After breweries suck the sugars out of grains in the brewing process, the wet grain is left. It has to be dried, and then it can be shipped out to feedlots to fatten cattle. The Juneau brewery's trick is that the heater that dries the grain is also powered by grain; that's unusual, though not unknown in other breweries, said Ashley Johnston, communications manager for the brewery.

The brewery also recycles the carbon dioxide produced in brewing, sending the gas back through to carbonate the beer, she said.

Little green details

Last summer, Rainbow Foods, the downtown natural-foods store, went cold turkey on plastic bags. It was surprisingly easy, according to owner David Ottoson.

"People were ready," he said.

Little savings add up for businesses like his. Last year the store replaced plastic forks with ones made from nongenetically modified corn.

And Ottoson is trying to identify products that seem overpackaged. For instance, he's phasing out some single-serving just-add-water noodle dishes that incorporate a plastic bowl inside a paper sleeve inside a plastic wrapping.

"You can't have a store that doesn't have any," he said. "And I'd love to get rid of the plastic water bottles, but we're not ready for that."

Little by little is also how Rachel Fredholm is greening her business, Alaska Zipline Adventures, near Eaglecrest Ski Area.

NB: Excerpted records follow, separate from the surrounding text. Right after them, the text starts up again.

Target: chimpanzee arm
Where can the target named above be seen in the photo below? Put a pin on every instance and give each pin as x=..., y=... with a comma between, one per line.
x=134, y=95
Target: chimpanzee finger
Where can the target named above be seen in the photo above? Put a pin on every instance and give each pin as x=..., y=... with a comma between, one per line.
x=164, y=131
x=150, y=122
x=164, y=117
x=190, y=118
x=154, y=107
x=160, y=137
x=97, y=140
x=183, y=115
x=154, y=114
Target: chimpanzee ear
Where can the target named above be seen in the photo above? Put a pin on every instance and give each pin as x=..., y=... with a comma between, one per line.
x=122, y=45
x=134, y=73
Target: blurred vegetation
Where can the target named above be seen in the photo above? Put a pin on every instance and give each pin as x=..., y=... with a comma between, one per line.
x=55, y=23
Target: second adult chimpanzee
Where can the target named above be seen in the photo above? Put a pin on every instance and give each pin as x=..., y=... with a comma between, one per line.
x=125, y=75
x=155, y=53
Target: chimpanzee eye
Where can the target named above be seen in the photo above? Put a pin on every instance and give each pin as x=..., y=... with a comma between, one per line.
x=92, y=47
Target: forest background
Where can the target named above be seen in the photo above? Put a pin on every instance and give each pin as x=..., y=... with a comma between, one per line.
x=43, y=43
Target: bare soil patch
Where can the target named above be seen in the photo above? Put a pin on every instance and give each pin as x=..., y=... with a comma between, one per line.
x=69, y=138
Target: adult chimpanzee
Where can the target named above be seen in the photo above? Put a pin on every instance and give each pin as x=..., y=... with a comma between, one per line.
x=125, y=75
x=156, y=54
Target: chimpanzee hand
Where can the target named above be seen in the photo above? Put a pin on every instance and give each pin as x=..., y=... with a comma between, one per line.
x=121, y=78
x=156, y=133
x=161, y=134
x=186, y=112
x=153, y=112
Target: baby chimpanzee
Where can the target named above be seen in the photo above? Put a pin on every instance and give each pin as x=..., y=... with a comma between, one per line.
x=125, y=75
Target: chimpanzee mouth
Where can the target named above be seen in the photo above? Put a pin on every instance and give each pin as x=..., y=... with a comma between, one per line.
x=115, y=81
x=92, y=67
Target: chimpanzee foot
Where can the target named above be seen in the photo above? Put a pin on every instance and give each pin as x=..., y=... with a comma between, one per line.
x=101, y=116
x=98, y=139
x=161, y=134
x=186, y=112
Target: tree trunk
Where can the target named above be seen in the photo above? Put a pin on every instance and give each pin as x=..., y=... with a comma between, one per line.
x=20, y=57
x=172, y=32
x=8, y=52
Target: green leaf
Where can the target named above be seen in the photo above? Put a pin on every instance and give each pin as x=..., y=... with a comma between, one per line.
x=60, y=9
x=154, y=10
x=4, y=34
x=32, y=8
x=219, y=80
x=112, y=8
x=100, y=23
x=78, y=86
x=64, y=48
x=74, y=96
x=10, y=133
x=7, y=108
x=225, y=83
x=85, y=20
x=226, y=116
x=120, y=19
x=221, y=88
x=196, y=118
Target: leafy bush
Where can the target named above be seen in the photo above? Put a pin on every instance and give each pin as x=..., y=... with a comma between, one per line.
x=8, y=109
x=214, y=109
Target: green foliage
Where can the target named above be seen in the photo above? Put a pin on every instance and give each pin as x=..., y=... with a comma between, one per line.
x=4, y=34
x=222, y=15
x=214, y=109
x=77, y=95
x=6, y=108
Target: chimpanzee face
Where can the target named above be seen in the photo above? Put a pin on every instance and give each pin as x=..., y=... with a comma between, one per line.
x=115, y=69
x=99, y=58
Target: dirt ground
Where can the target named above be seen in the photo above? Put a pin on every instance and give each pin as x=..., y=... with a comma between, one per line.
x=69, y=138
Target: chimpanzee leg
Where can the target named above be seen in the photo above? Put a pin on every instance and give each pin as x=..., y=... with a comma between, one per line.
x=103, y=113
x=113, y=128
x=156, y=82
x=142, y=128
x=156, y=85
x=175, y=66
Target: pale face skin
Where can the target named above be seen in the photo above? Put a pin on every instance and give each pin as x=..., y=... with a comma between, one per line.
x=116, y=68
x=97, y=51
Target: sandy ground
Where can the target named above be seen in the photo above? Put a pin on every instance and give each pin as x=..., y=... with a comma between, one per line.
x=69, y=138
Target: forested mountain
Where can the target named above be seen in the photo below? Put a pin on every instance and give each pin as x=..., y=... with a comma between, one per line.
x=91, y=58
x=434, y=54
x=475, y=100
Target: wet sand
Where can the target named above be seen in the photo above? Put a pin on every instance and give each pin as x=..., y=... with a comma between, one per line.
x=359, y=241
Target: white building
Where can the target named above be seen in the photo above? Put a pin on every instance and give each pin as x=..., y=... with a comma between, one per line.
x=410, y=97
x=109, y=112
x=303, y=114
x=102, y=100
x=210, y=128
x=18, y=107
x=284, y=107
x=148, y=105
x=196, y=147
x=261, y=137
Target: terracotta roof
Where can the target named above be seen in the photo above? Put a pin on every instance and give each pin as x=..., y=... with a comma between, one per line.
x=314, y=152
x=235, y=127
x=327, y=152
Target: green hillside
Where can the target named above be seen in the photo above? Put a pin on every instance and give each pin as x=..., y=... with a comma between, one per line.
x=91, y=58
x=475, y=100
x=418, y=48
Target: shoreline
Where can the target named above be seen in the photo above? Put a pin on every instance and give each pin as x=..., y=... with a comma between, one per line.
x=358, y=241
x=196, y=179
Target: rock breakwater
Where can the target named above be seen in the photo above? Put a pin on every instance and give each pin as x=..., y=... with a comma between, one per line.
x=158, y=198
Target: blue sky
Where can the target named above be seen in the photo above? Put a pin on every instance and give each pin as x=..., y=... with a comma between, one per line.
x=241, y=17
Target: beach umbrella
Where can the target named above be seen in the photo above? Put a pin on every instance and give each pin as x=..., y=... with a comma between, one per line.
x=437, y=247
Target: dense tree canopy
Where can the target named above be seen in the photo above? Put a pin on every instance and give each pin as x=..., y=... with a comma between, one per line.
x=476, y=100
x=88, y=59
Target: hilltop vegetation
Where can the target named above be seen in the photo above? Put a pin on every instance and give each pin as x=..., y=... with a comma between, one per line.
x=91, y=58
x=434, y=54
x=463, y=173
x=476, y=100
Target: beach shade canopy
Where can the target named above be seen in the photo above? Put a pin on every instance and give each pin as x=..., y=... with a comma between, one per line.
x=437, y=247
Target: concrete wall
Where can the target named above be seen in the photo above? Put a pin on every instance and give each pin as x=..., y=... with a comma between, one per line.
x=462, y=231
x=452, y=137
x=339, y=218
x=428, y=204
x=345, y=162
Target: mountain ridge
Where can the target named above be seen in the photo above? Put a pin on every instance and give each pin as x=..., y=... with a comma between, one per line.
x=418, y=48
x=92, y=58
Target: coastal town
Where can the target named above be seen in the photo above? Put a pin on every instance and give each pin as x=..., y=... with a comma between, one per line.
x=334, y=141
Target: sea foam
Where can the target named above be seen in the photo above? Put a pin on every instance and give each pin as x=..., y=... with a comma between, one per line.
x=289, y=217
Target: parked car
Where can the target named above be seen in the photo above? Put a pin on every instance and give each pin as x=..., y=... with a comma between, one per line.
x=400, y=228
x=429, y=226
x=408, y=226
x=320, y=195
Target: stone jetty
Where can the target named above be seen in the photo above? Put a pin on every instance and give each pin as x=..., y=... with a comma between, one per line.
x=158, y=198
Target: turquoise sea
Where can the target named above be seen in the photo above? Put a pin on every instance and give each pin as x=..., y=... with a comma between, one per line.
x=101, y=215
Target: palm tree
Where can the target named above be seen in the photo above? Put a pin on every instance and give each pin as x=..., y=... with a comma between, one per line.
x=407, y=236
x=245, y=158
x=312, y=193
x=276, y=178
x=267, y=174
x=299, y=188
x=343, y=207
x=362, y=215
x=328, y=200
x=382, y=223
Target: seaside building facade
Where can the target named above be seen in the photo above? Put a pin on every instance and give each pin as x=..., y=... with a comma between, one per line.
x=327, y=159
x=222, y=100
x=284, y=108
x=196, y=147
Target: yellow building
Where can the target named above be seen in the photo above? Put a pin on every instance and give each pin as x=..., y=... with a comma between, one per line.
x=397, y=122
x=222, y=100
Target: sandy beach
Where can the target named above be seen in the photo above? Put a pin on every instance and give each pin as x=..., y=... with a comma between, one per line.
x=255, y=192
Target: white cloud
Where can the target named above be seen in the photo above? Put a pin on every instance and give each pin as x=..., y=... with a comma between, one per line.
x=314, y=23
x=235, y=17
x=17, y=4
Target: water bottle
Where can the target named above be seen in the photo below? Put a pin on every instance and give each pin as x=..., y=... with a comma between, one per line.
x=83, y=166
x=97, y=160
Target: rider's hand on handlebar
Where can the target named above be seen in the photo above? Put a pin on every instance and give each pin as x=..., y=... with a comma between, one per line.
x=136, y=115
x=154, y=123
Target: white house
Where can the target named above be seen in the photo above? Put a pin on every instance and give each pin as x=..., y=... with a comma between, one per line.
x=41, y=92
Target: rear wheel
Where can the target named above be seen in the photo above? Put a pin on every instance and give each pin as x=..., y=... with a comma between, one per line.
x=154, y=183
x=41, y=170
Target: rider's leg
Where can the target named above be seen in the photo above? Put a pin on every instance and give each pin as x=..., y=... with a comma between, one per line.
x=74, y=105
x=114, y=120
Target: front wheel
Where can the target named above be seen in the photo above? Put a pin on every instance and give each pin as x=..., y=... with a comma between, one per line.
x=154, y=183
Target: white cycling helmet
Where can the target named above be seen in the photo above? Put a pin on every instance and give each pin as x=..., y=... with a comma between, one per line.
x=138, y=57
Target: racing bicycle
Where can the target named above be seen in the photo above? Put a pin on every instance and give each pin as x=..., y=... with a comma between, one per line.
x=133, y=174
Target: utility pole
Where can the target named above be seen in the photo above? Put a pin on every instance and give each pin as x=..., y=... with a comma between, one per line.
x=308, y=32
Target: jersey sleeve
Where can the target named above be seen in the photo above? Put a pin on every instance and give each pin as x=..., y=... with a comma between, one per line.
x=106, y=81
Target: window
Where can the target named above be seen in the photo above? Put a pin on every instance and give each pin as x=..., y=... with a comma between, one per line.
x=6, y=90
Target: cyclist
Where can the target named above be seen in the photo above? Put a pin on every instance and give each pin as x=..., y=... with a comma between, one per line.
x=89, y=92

One might expect an ecotourism company to be pretty green already, but Fredholm says it's not always so easy.

"Tourism operators may use the word 'eco-tour' loosely or lightly, but not follow those practices," she said.

This year, Fredholm is ordering only organic cotton T-shirts, giving out hot tea on the rain forest platforms in stainless steel mugs instead of disposables, and looking for ways to convert her vans to renewable energy.

"It is contagious," she said of the greening process. "Once you start thinking about it, it affects everything you do."

Businesses that playrecycle together

Sometimes, collaborating with other businesses can ease the pain of being good.

Bob Janes, owner of Gastineau Guiding, led an effort to get tourism businesses to recycle last year as part of the local Tourism Management Best Practices program, which involves businesses working to reduce the effects of the tourism industry on Juneau.

About a third of the roughly 60 members paid based on volume, and Janes organized the pickups.

"It was economical and easy for us," said Kirby Day, spokesman for Princess Tours.

This year, he and his fellow recyclers expect more businesses will join.

Meanwhile, Fredholm is working with cruise ship companies to put up recycling bins for water bottles downtown.

"We're hoping to inspire other people," she said.